Common sense should prevail. If a patient is neutropaenic, for example, it’s obviously better not to get too close if that’s avoidable. And as you might imagine, since Covid, attitudes toward sitting on the bed have become more rigorous.

A perspective by US physician Dr Joseph S Alpert from 2023 and published in The American Journal of Medicine made some interesting personal observations. Among these is the fact that when he was a medical student and intern, he often sat on the patient’s bed for a considerable amount of time if a sensitive issue was being discussed. While most of the patients appreciated it, it was not universally popular, he noted.

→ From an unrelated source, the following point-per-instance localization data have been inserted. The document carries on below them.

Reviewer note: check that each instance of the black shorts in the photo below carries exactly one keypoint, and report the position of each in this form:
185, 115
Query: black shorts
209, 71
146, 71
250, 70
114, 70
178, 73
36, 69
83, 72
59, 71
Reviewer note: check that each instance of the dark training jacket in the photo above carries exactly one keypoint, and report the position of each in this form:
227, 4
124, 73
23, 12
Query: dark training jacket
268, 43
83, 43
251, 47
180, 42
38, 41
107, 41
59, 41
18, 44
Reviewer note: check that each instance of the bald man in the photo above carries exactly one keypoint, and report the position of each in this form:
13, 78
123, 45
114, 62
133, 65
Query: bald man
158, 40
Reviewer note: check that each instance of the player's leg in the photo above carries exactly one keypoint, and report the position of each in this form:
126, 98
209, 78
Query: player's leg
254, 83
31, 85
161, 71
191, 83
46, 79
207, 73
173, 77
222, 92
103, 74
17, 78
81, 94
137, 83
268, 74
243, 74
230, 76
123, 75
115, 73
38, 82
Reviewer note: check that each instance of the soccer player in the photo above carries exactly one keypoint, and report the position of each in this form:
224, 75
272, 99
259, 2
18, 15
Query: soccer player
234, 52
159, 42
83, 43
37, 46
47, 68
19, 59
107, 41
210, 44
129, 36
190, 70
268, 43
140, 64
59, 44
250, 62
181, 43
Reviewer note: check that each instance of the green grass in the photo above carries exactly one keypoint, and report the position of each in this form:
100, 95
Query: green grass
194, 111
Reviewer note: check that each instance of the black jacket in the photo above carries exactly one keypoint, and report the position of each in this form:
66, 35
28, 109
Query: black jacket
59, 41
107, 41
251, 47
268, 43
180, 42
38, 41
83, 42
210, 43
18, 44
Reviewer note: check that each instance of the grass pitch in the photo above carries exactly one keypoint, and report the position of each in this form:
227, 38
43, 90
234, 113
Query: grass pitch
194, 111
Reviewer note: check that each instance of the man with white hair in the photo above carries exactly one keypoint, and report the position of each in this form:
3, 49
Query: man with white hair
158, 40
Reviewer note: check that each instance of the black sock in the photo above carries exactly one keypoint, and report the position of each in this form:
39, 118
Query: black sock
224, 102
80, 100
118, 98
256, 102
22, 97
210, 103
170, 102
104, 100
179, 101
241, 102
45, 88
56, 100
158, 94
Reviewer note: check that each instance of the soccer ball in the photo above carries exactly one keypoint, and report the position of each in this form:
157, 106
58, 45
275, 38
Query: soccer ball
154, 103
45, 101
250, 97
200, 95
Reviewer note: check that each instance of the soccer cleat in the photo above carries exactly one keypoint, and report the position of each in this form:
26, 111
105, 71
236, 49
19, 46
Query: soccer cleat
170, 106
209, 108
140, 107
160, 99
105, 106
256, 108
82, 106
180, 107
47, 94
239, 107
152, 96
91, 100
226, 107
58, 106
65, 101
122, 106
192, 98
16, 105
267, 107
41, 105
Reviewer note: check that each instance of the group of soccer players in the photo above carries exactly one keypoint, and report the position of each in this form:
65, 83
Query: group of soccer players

“In general, the gesture of bedside sitting was perceived as inappropriate by the majority of people,” wrote Dr Alpert.

“It was criticised for being ‘indecent’, ‘uncomfortable for the patient’, potential to ‘spread cross infection’, and even ‘professional misconduct, especially towards female patients’.

“Because of these strong ideas, I practised bench-side sitting during my medicine residency, except for an occasional scenario of cardiac auscultation, for which I preferred the bedside sitting.” Clearly, asking for permission to sit on someone’s bed is always a wise move.

So the debate about sitting or standing remains ongoing. As always, it should be guided by common sense and respecting a patient’s boundaries.